« Si tout le monde parlait japonais, tout sera très facile, je pense »
Facile - quoi ? Le japonais ?.. Voici un témoignage :
"Petite anecdote familiale...
À l’intention de ceux qui prétendent que le japonais n’est intrinsèquement pas plus compliqué qu’une autre langue.
Mon gamin est en train de lire Harry Potter (en traduction japonaise).
Il y a quelques minutes, il a demandé à ma femme :
— Onnnahen ni ishi, ça se lit comment ?
[Le kanji constitué de femme à gauche et pierre à droite se lit comment ?]
— Netamu
— Oui, mais ça ne va pas, parce que l’okurigana suivant est un i.
[Un okurigana est un caractère phonétique qui en particulier sert à « conjiguer » les verbes]
— Fais voir.... ah, oui, c’est yaku, donc yaite. Ça veut dire être jaloux. Tu connais l’expression « yakimochi » ?
Alors moi, j’embraye :
— Donc yakimochi, ça s’écrit avec ce kanji plus motsu (avoir, posséder) ?

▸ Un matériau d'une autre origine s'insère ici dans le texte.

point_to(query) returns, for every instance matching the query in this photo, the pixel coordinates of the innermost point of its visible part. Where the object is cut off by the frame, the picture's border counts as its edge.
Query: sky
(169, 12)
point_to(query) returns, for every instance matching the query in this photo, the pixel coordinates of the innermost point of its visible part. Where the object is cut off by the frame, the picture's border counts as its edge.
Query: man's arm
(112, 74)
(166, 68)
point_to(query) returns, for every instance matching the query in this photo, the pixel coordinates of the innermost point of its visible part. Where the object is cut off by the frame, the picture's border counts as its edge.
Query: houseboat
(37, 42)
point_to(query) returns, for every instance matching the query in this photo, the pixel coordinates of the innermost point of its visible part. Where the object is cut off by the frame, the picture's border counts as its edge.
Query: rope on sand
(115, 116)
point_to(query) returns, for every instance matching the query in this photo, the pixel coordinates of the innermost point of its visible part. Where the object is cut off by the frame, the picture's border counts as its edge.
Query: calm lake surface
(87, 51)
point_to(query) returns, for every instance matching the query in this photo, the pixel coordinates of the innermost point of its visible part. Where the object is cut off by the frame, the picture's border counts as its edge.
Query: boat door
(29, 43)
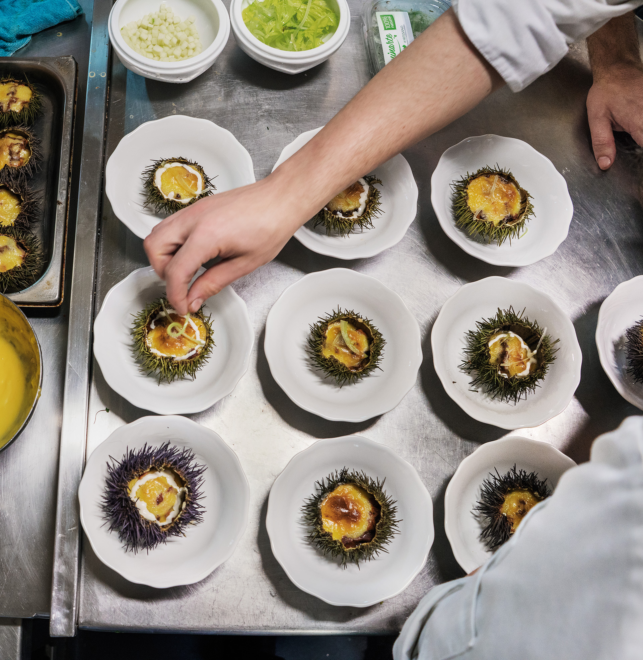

Je pensais donc à 妬物 Ou alors c’est une contraction de 妬く et 気持 (être jaloux + sentiment, ce qui donnerait 妬気持, sentiment d’être jaloux, jalousie) ?
— À vrai dire, je ne suis pas sûre. Regarde dans le dictionnaire.
J’ai regardé, et ce n’est pas du tout cela. Je vous laisse chercher dans le dico, vous verrez, c’est une écriture homonyme qui n’a rien à voir du point de vue sémantique.
Ce qu’il ressort de cette anecdote, c’est que :
1. Mon gamin lit un livre pourtant adapté à ses connaissances, mais il y a un caractère qui le bloque, il ne peut donc pas lire le mot qui lui manque. S’il avait su la phonétique, il aurait compris.
2. Le caractère utilisé n’est pas dans la liste des 2000 caractères usuels, ce qui signifie qu’à 13 ans, on est déjà obligé de connaître des caractères en dehors de la liste officielle pour lire.
3. Ma femme, qui est pourtant érudite avec un cursus universitaire éblouissant, ne savait pas écrire « jalousie ». Évidemment, elle aurait réussi à l’écrire si elle avait eu à le faire, il aurait juste fallu qu’elle jette un oeil au dico, mais c’est pour dire qu’il arrive parfois aux Japonais les plus nantis en matière grise de buter sur des mots très simples.
Même en français qui est une langue compliquée, ça ne m’arrive jamais de sécher complètement sur un mot au point de ne pouvoir l’écrire. L’écrire incorrectement, c’est le pire qui puisse m’arriver, et je ne suis pourtant pas érudit, loin de là."